Anusha Rizvi (Photo by Gajendra Yadav)
In the hands of a stellar ensemble cast that includes Farida Jalal, Dolly Ahluwalia and Sheeba Chaddha, the conversations between the family sparkle. “Initially when we were reading, there were 16 actors and 14 of them were women. I thought 14 women on set, plus me as director, plus ADs and the rest of the crew — about 35-40 women together in a small set-up! But it was amazing. Nobody would go to their vanities, they would hang out there, chatting, discussing problems, sharing gharelu nuskhe,” laughs Rizvi.
The daughter of a linguist and professor, who set up the Hindi Department of Jamia Millia Islamia, Rizvi has also written the dialogues of the film. “I was very consciously trying to create a Delhi conversation because the way people speak English in Bombay is different. I don’t know if you have noticed, they don’t say asking, they say ‘aksing’ and they will say ‘all of you all’, says Rizvi, 47.
The film was shot largely in Chattarpur, except one night at a terrace in Nizamuddin at the apartment of advocate Sanjay Hegde. “We wanted to show the Humayun’s Tomb in the backdrop. The idea of Humayun’s Tomb was more like a witness… somebody witnessing the act of the times… and not so much to locate the family or the characters.”

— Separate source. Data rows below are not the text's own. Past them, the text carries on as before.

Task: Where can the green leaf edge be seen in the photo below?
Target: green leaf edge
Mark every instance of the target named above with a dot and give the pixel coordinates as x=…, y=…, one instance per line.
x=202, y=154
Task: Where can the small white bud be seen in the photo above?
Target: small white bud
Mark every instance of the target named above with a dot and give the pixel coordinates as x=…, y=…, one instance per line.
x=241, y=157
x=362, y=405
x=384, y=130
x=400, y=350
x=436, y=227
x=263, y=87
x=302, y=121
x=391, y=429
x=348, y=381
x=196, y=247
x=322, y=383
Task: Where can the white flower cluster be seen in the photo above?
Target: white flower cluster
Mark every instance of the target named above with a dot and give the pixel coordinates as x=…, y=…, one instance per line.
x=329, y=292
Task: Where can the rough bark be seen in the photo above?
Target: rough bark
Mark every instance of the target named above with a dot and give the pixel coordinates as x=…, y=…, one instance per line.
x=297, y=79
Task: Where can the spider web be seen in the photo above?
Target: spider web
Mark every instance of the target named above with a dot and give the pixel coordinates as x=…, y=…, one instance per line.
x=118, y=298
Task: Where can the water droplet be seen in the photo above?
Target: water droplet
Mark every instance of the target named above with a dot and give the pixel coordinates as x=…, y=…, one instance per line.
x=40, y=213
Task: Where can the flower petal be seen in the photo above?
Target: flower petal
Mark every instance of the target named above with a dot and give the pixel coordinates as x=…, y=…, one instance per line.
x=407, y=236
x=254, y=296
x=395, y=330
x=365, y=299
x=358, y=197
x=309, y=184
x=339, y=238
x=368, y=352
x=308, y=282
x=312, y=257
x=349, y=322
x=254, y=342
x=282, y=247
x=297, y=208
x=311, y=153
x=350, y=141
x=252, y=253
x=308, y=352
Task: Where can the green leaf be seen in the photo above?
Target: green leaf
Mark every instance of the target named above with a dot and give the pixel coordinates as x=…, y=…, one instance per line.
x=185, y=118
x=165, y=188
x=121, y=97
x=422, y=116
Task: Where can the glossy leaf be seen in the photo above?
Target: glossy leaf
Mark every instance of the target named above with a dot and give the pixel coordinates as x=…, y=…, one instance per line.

Whether it’s exploring the grave issue of farmer suicide in Peepli Live or the anxieties that Muslim families face even in middle-class Urban India, humour is an abiding tool in Rizvi’s craft. “I don’t try very hard at it though. Zoheb and Pallavi’s wedding, for instance, it’s a very serious matter, they have gone to court. It’s very possible in India, and actually it’s not only possible but I know it happened to a very dear student of ours who was marrying a person from a different community… first of all the magistrate was totally against the idea, it (their application) was finally accepted, but the day they were to land up, the magistrate fell ill. It is very serious for the person going through it but it’s also absurd, and how do you overlook that?” she says.
Bani’s story and the family dynamics play out in the apartment but the world outside and its threats are never far away. The fear of the mob runs like a thread through the film — for a while it looks like Bani’s brother-in-law could be caught in one and the very presence of Zoheb and Pallavi together could well invite one. “This fear, when it is living in the minds of a lot of people in society for prolonged periods of time, will have certain consequences, it will have effects over their mental makeup and anxiety levels. It seeps through so many parts of life,” says Rizvi.
There are other conversations of our times that seep in, like one around triple talaq — Amitav’s young liberal friend breezily asks a divorced Bani if she got a TT (triple talaq). “I do feel there is this saviour complex whereby there is this understanding that Muslim women have to somehow be saved from their faith. The whole debate on triple talaq, for instance, is quite misinformed because there should have been a wider debate. Besides we have blown it up into such a huge issue although the proportion of women who have suffered from triple talaq misuse does not even amount to one per cent as far as we know…there are so many more urgent issues that demand our attention, like access to education, to jobs,” says Rizvi.
Despite the underlying tension, the film ends on a note of hope as the family gathers around singing a wedding song for Zoheb and Pallavi. “I would leave it to the audience to make up their mind,” says Rizvi. “Your intent is always to tell the story you want to. It is the story of our times. Just as, say Neeraj (Ghaywan) is doing in Homebound, we are preserving our times, we are documenting our times. A lot of filmmakers are doing that,” she adds.